I’m genuinely curious. I don’t know a great amount about yoyo as a competitive business in relation to patent law and somesuch.

Yeah I know that. Never said it wasn’t a good business sense move.

:smiley:

I hate bi-metals.

Discredit to who? How do they impede innovation? Just curious if you can elaborate.

I think that it is an established fact that many patents are a detriment to innovation. That is why so many in the software industry are lobbying for changes in the laws. The Supreme Court recently struck down an awarded patent for being trivial and a detriment to innovation.

I would agree that patents, in many cases, are a great way to protect intellectual rights. But the American system is clearly broken when trivial, or intellectually questionable patents are awarded and then enforced. This system works very well in an industry worth billions of dollars. For yo-yo’s; not so much.

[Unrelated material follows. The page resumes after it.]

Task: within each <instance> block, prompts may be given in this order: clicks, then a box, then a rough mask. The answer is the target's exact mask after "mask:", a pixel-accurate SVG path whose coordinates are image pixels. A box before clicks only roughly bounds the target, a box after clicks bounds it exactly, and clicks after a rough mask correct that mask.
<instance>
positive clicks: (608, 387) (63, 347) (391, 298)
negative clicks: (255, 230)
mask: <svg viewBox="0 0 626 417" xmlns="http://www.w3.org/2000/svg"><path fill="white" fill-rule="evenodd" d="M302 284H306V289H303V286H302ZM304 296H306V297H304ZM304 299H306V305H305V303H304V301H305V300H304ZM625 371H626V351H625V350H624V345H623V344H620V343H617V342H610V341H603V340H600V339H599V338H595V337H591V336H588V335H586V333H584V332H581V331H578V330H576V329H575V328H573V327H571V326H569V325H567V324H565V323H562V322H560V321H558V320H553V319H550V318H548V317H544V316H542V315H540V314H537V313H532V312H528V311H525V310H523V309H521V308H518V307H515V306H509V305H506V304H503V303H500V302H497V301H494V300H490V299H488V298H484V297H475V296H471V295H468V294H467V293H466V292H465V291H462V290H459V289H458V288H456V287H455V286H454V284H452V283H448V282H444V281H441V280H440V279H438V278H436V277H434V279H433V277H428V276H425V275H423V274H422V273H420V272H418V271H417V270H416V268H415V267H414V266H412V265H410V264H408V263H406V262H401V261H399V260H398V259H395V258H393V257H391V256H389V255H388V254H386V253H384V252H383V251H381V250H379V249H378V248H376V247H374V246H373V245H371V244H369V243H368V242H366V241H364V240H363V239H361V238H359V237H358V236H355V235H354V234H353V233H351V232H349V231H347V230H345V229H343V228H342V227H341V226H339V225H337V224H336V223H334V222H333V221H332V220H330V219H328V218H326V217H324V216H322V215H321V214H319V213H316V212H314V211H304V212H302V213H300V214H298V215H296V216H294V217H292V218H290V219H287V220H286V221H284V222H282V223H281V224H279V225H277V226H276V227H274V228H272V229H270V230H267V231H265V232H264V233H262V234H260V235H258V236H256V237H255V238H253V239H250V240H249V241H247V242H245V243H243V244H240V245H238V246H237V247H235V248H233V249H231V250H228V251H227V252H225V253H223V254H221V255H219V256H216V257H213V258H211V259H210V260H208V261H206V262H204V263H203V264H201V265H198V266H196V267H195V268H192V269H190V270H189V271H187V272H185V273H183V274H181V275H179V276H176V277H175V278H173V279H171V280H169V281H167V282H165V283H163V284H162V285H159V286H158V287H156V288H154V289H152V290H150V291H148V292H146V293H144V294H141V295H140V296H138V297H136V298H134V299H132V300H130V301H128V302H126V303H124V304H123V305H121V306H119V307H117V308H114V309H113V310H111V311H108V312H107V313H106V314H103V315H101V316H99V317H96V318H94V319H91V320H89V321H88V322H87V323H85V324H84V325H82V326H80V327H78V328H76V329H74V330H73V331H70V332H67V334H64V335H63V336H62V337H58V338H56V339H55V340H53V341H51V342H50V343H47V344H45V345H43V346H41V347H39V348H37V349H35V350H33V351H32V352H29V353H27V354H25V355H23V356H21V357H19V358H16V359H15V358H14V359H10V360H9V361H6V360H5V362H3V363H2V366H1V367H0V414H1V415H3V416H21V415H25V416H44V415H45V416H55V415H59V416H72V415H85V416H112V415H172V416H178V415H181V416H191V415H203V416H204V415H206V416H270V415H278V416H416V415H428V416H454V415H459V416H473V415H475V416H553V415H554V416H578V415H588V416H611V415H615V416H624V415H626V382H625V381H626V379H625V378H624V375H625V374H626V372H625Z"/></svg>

I would submit that the YYJ patent has been a detriment to innovation. The products coming from Yoyorecreation bring a whole new level of performance and play to the market. The US market, however, cannot innovate. US manufacturers cannot make and sell anything like a Draupnir for fear of running afoul of the YYJ patent. Meanwhile, Yoyorecreation continues to do R&D as well as sell from their site.

License? How can a domestic manufacturer license when Yoyorecreation pays none? No, the whole framework is busted with these silly patents in yo-yo.

Is YYF selling the Space Cowboy in the US? I have only seen it on overseas sites. I hope they are not going to confine it to overseas sites.

How ironic if Americans are shut-out of this new, innovative market for multi-material yo-yo’s.